Tim Bray has a post entitled Thought Experiments where he writes

To keep things short, let’s call OpenDocument Format 1.0 "ODF" and the Office 12 XML File Formats "O12X".

Alternatives · In ODF we have a format that’s already a stable OASIS standard and has multiple shipping implementations. In O12X we have a format that will become a stable ECMA standard with one shipping implementation sometime a year or two from now, depending on software-development and standards-process timetables. ODF is in the process of working its way through ISO, and O12X will apparently be sent down that road too, which should put ISO in an interesting situation.

On the technology side, the two formats are really more alike than they are different. But, there are differences: O12X's design center, Microsoft has said repeatedly, is capturing the exact semantics of the billions of existing Microsoft Office documents. ODF’s design center is general-purpose reusability, and leveraging existing standards like SVG and MathML and so on.

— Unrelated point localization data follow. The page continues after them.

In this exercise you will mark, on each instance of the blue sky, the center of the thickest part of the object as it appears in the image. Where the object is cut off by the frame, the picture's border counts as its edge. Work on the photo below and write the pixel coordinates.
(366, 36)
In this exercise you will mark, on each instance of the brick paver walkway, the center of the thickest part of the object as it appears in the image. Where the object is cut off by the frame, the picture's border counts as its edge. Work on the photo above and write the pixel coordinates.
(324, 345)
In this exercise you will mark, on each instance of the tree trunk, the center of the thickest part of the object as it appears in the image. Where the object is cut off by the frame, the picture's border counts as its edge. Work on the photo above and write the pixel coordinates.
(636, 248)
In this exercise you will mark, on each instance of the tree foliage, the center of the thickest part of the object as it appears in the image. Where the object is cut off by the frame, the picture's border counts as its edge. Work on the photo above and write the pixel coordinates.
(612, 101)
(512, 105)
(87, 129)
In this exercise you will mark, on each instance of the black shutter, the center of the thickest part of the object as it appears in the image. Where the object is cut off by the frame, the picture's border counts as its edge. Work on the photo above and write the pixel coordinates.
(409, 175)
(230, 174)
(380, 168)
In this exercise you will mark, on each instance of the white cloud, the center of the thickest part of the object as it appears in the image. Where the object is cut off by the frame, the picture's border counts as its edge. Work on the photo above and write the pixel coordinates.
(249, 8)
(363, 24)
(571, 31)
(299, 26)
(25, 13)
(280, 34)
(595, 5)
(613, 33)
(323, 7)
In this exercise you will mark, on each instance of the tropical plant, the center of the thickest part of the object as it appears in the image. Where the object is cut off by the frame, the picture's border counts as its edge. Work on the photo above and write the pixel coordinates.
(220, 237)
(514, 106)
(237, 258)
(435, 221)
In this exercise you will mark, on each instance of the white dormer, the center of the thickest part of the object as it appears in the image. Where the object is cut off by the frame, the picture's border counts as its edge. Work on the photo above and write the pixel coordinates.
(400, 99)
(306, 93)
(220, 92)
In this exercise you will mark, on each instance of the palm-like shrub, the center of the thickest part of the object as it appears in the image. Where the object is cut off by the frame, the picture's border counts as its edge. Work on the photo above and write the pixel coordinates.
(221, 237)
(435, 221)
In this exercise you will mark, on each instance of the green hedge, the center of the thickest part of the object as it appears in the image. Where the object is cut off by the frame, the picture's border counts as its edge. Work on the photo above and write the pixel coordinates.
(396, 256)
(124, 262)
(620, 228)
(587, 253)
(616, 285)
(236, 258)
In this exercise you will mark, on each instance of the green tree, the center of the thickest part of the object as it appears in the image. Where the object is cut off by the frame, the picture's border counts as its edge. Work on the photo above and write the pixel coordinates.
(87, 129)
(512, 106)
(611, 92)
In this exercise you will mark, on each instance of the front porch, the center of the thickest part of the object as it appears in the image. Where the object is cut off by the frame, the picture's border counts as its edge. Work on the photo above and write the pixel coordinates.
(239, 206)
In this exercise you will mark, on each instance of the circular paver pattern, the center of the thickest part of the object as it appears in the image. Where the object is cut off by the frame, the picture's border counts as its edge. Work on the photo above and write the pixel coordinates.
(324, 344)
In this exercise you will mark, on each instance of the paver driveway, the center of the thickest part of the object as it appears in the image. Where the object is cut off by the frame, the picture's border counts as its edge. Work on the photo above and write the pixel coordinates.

Which do you like better? I know which one I’d pick. But I think we’re missing the point.

Why Are There Two? · Almost all office documents are just paragraphs of text, with some bold and some italics and some lists and some tables and some pictures. Almost all spreadsheets are numbers and labels, with some sums and averages and pivots and simple algebra. Almost all presentations are lists of bullet points with occasional pictures.

The capabilities of ODF and O12X are essentially identical for all this basic stuff. So why in the flaming hell does the world need two incompatible formats to express it? The answer, obviously, is, "it doesn’t".

I find it extremely ironic that one of the driving forces behind creating a redundant and duplicative XML format for website syndication would be one of the first to claim that we only need one XML format to solve any problem. For those who aren't in the know, Tim Bray is one of the chairs of the Atom Working Group in the IETF whose primary goal is to create a competing format to RSS 2.0 which does basically the same thing. In fact Tim Bray has written a decent number of posts attempting to explain why we need multiple XML formats for syndicating blog posts, news and enclosures on the Web.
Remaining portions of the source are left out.